News & Views item - January 2010

 

 

Assessing the Quality of University Teaching. (January 13, 2009)

The eminent experimental embryologist, Victor Twitty, was executive head of biological sciences at Stanford University from 1948 until 1963. Aside from being recognised as an exceptional researcher he was a fine teacher attested to by both colleagues and students (undergraduates, graduates and postdocs).

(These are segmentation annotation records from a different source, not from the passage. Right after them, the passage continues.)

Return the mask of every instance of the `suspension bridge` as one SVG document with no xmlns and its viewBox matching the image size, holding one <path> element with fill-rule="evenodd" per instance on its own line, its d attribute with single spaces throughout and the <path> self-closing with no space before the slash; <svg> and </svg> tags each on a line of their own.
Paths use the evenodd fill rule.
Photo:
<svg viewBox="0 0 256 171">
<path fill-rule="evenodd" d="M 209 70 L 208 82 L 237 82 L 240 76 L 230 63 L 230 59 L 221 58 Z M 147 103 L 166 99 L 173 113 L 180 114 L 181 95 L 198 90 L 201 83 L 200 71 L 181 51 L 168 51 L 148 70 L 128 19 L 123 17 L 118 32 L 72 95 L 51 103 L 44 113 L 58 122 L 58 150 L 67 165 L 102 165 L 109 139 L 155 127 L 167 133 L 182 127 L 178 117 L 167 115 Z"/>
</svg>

Perhaps that should be qualified to "the better undergraduates".

 

One day following his lecture to a class of third-year undergraduates, he noticed that one of the students had left his class notes behind and Twitty began to thumb through them, first with interest and then with increasing agitation.

 

I'm sure I didn't say that..

I couldn't have said that..

That's nonsense..

 

And after another three minutes he gave up in exasperation and took the notes to the departmental secretary to return to the student.

 

The Nobel laureate geneticist HJ Muller was incomprehensible to first year undergraduates but a brilliant and stimulating instructor and mentor to the best of graduate students.

 

This is simply to introduce the matter of the federal government determining standardised protocols to assess the quality of teaching at universities.

 

Rod Beecham, an independent education adviser, writing in The Australian's Higher Education Supplement today sums up his assessment of university administration's attempts to gauge the quality of teaching: "But, of course, the purpose of the instrument is not to measure educational content at all; it is to measure the level of customer satisfaction. The institution wants to ensure that present and recent students don't tell off-putting stories to potential future students... The federal government seeks to yoke the Australian higher education sector to the country's perceived socioeconomic needs. But there is no accurate measurement of the sector's performance in this regard." And then: "Of course, if export revenue is the ultimate measure, it doesn't matter if we don't teach anyone anything as long as there is a steady demand for Australian degree certificates."

 

In the same issue of the broadsheet Andrew Trounson looks into just how the federal government is going about this management issue.

 

Mr Trounson reports that the proposal to use the proportion of staff holding a graduate certificate in higher education as a quality proxy has been heavily criticised.

 

"We have no clear evidence that completing these certificates increases the quality of teaching or learning," Deakin University's director of higher education research Marcia Devlin told the HES.

 

Griffith University's higher education analyst Gavin Moodie made the observation that although he backed moves to increase the participation low SES students, he considered it irrelevant to teaching quality. He has similar concerns, he told Mr Trounson, over using student retention and progression to measure teaching performance.

 

Furthermore, he said a proposal to measure learning outcomes through wider use of the graduate skills assessment test was useless because the test measures generic skills that depend too much on abilities that students already have when they come into university.

 

A suggestion put forward by Professor Vin Massaro and "seconded" by Gavin Moodie was that the government consider introducing a form of peer review in assessing course quality. After all peer review is already relied on in assessing research performance Dr Moodie told Andrew Trounson.

 

Finally, Queensland University of Technology vice-chancellor and Universities Australia chairman Peter Coaldrake believes: "It isn't territory we should shy away from, but we need to spend the time to get the measures right and be realistic about what can be achieved."

 

Just what those measures are to be wasn't territory Professor Coaldrake ventured into.

 

If we might make a suggestion, perhaps start with the requirement that instructors should know, understand and have an interest in their subject(s).